La Banca ha precisato che queste operazioni in valuta estera mirano a neutralizzare l'impatto monetario degli acquisti di oro e non a perseguire un determinato livello del tasso di cambio.
Secondo la Banca centrale, un elemento chiave della strategia è mantenere relativamente stabile il volume fisico di oro, evitando aumenti o riduzioni bruschi.
Le misure di diversificazione delle riserve
Nonostante l'oro rappresenti tra l'83% e l'85% delle riserve, la Banca centrale afferma di aver avviato misure per diversificare la composizione degli attivi di riserva.
Nel 2020 l'Uzbekistan ha aderito al programma della Banca mondiale Reserve Advisory and Management Program (RAMP), ricevendo assistenza tecnica e formazione sulla gestione delle riserve e sulle strategie di investimento in strumenti a reddito fisso.
Nel 2024 la Banca centrale ha iniziato a investire in titoli del Tesoro degli Stati Uniti.

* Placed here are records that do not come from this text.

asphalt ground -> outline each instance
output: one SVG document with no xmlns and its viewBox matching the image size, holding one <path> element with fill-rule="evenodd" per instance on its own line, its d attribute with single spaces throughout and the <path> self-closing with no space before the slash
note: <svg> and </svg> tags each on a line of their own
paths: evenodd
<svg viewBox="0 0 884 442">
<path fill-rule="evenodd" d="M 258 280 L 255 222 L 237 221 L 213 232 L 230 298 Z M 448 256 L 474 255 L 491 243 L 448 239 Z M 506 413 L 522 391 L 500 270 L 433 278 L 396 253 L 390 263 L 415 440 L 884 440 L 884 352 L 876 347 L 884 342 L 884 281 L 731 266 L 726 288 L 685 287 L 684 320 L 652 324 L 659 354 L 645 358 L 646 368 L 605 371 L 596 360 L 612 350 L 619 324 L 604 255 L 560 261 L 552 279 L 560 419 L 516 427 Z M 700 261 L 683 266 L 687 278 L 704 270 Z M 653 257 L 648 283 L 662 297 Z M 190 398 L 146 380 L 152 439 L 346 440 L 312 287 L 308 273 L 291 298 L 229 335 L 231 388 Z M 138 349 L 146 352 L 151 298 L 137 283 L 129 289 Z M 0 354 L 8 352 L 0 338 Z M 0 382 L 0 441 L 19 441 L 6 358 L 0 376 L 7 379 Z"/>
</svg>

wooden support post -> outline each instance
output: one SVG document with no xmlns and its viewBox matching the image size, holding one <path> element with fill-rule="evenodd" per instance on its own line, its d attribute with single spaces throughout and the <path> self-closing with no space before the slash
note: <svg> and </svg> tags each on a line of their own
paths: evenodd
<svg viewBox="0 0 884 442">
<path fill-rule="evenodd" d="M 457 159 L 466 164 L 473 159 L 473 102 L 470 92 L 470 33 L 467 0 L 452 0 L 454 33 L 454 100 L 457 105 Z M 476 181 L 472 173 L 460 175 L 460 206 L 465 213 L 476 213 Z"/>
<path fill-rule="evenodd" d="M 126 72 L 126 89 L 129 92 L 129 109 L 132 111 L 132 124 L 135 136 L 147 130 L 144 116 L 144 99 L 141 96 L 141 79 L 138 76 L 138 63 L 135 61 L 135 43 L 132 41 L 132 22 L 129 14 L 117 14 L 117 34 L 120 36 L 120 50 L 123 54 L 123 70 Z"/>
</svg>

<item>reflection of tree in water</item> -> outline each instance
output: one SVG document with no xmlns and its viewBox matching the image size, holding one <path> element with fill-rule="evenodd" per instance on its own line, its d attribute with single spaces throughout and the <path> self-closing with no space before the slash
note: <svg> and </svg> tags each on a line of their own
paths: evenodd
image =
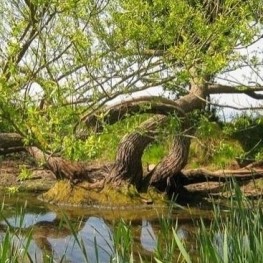
<svg viewBox="0 0 263 263">
<path fill-rule="evenodd" d="M 53 254 L 52 244 L 49 239 L 65 239 L 72 235 L 72 229 L 75 229 L 74 231 L 76 232 L 78 231 L 75 226 L 70 228 L 66 222 L 57 217 L 53 221 L 37 222 L 29 229 L 29 231 L 32 231 L 32 238 L 42 250 L 43 255 L 49 256 Z"/>
<path fill-rule="evenodd" d="M 9 218 L 10 219 L 10 218 Z M 7 219 L 7 221 L 9 221 Z M 28 236 L 31 233 L 32 241 L 40 249 L 43 262 L 48 257 L 59 259 L 59 262 L 85 262 L 84 253 L 88 255 L 88 262 L 96 261 L 96 250 L 99 262 L 109 262 L 114 256 L 114 231 L 118 227 L 120 218 L 112 220 L 105 217 L 86 216 L 85 218 L 67 218 L 64 214 L 56 213 L 51 220 L 40 220 L 25 227 L 13 226 L 11 223 L 0 224 L 0 231 L 11 231 L 16 237 Z M 150 258 L 156 249 L 157 239 L 161 232 L 159 219 L 133 219 L 129 222 L 133 242 L 135 258 L 140 254 L 144 258 Z M 170 225 L 171 227 L 175 225 Z M 182 238 L 188 238 L 192 232 L 192 219 L 178 219 L 178 233 Z M 78 241 L 76 241 L 76 238 Z M 31 242 L 31 246 L 34 246 Z M 96 248 L 95 248 L 96 246 Z M 33 251 L 33 257 L 36 254 Z M 31 250 L 29 251 L 31 255 Z M 60 261 L 64 257 L 63 261 Z M 67 261 L 69 260 L 69 261 Z M 39 262 L 39 261 L 37 261 Z"/>
<path fill-rule="evenodd" d="M 32 214 L 4 218 L 0 223 L 0 235 L 3 236 L 5 233 L 11 233 L 11 242 L 14 246 L 18 247 L 24 247 L 29 239 L 30 246 L 28 252 L 30 258 L 36 262 L 41 262 L 39 261 L 41 257 L 43 262 L 47 262 L 48 258 L 62 257 L 68 245 L 66 240 L 68 240 L 73 233 L 78 233 L 84 226 L 82 220 L 76 222 L 66 217 L 58 217 L 56 214 L 51 220 L 40 220 L 36 223 L 31 222 L 31 224 L 28 224 L 26 221 L 31 221 L 29 220 L 30 217 L 32 217 Z M 37 218 L 38 216 L 34 215 L 34 217 Z M 21 222 L 20 218 L 23 218 L 22 221 L 24 220 L 24 222 Z M 19 226 L 17 226 L 17 223 Z M 61 255 L 56 253 L 55 246 L 61 248 L 63 246 L 64 251 Z M 42 255 L 38 252 L 41 252 Z M 31 260 L 29 262 L 31 262 Z"/>
</svg>

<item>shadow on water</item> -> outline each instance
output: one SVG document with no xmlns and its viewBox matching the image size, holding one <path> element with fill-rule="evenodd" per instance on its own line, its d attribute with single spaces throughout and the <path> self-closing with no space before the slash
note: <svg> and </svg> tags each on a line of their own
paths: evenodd
<svg viewBox="0 0 263 263">
<path fill-rule="evenodd" d="M 3 200 L 5 206 L 0 218 L 0 238 L 3 239 L 8 229 L 16 233 L 16 246 L 21 246 L 26 242 L 26 236 L 30 235 L 28 251 L 37 263 L 44 261 L 44 254 L 52 255 L 58 262 L 86 262 L 83 247 L 88 262 L 110 262 L 114 254 L 114 226 L 121 219 L 131 225 L 134 250 L 150 257 L 157 246 L 161 217 L 172 218 L 174 224 L 177 222 L 177 235 L 193 243 L 194 220 L 200 217 L 210 220 L 212 217 L 208 207 L 175 207 L 172 212 L 165 207 L 61 208 L 38 201 L 32 194 L 19 194 L 18 197 L 5 197 Z"/>
</svg>

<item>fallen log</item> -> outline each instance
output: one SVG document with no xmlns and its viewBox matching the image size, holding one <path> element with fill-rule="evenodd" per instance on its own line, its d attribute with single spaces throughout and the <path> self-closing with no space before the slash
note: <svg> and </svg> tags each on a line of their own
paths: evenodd
<svg viewBox="0 0 263 263">
<path fill-rule="evenodd" d="M 24 146 L 23 137 L 18 133 L 0 133 L 0 148 L 7 149 Z"/>
<path fill-rule="evenodd" d="M 52 156 L 38 147 L 25 146 L 22 136 L 17 133 L 0 133 L 0 154 L 18 151 L 27 151 L 38 163 L 52 171 L 58 179 L 67 178 L 72 182 L 86 180 L 94 183 L 103 180 L 109 169 L 108 165 L 88 165 Z"/>
<path fill-rule="evenodd" d="M 230 178 L 235 178 L 238 181 L 256 179 L 263 177 L 262 168 L 244 167 L 235 170 L 217 170 L 210 171 L 205 168 L 186 169 L 179 174 L 180 182 L 183 185 L 201 183 L 207 181 L 227 181 Z"/>
<path fill-rule="evenodd" d="M 25 147 L 11 147 L 11 148 L 0 148 L 0 155 L 10 154 L 10 153 L 17 153 L 17 152 L 25 152 Z"/>
<path fill-rule="evenodd" d="M 84 162 L 65 160 L 62 157 L 48 155 L 37 147 L 28 147 L 27 151 L 38 162 L 50 169 L 57 179 L 67 178 L 72 182 L 88 181 L 95 183 L 104 180 L 108 174 L 109 165 L 89 165 Z"/>
</svg>

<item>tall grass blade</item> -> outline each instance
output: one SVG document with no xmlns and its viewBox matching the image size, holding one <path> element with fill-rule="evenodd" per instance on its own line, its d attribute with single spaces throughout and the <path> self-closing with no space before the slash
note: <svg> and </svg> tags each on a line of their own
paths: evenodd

«Abbiamo iniziato a investire in titoli del Tesoro USA nel 2024», afferma Alimuhammedov. «Al momento abbiamo costruito un consistente portafoglio di Treasury statunitensi a breve termine, per circa 1,5 miliardi di dollari [1,26 miliardi di euro]».
Ha aggiunto che i titoli del Tesoro USA «sono altamente liquidi e considerati praticamente privi di rischio dagli operatori di mercato. Si possono vendere in qualsiasi momento per ottenere liquidità».
Inoltre, la Banca centrale dichiara di aver diversificato i depositi in valuta estera in 16 Paesi e presso 35 banche internazionali di elevato rating.
Gli indicatori di adeguatezza delle riserve
La Banca centrale riferisce che le riserve dell'Uzbekistan superano i principali parametri internazionali di adeguatezza.
In base alle linee guida del FMI, le riserve dovrebbero coprire almeno tre mesi di importazioni. La Banca centrale sottolinea che le riserve dell'Uzbekistan coprono 17 mesi di importazioni.
Gli standard internazionali richiedono inoltre che le riserve coprano il 100% del debito estero a breve termine in scadenza entro un anno. La Banca segnala che le riserve dell'Uzbekistan coprono 4,4 volte gli obblighi di debito a breve.
Secondo il parametro del FMI Assessing Reserve Adequacy (ARA), la Banca centrale afferma che le riserve dell'Uzbekistan sono pari a 3,4 volte la soglia raccomandata.
«L'Uzbekistan rientra ampiamente negli standard richiesti di adeguatezza delle riserve», ha dichiarato Alimuhammedov. «Siamo ben protetti contro gli shock esterni prevedibili, siano essi legati a pressioni sulla bilancia dei pagamenti, agli obblighi di debito pubblico o alle esigenze di politica monetaria».
Secondo la Banca centrale, gli attuali livelli di riserve sono concepiti per garantire cuscinetti di liquidità esterna e sostenere gli obiettivi di politica macroeconomica, mentre gli sforzi di diversificazione puntano ad ampliare gradualmente la base degli attivi di riserva oltre l'oro.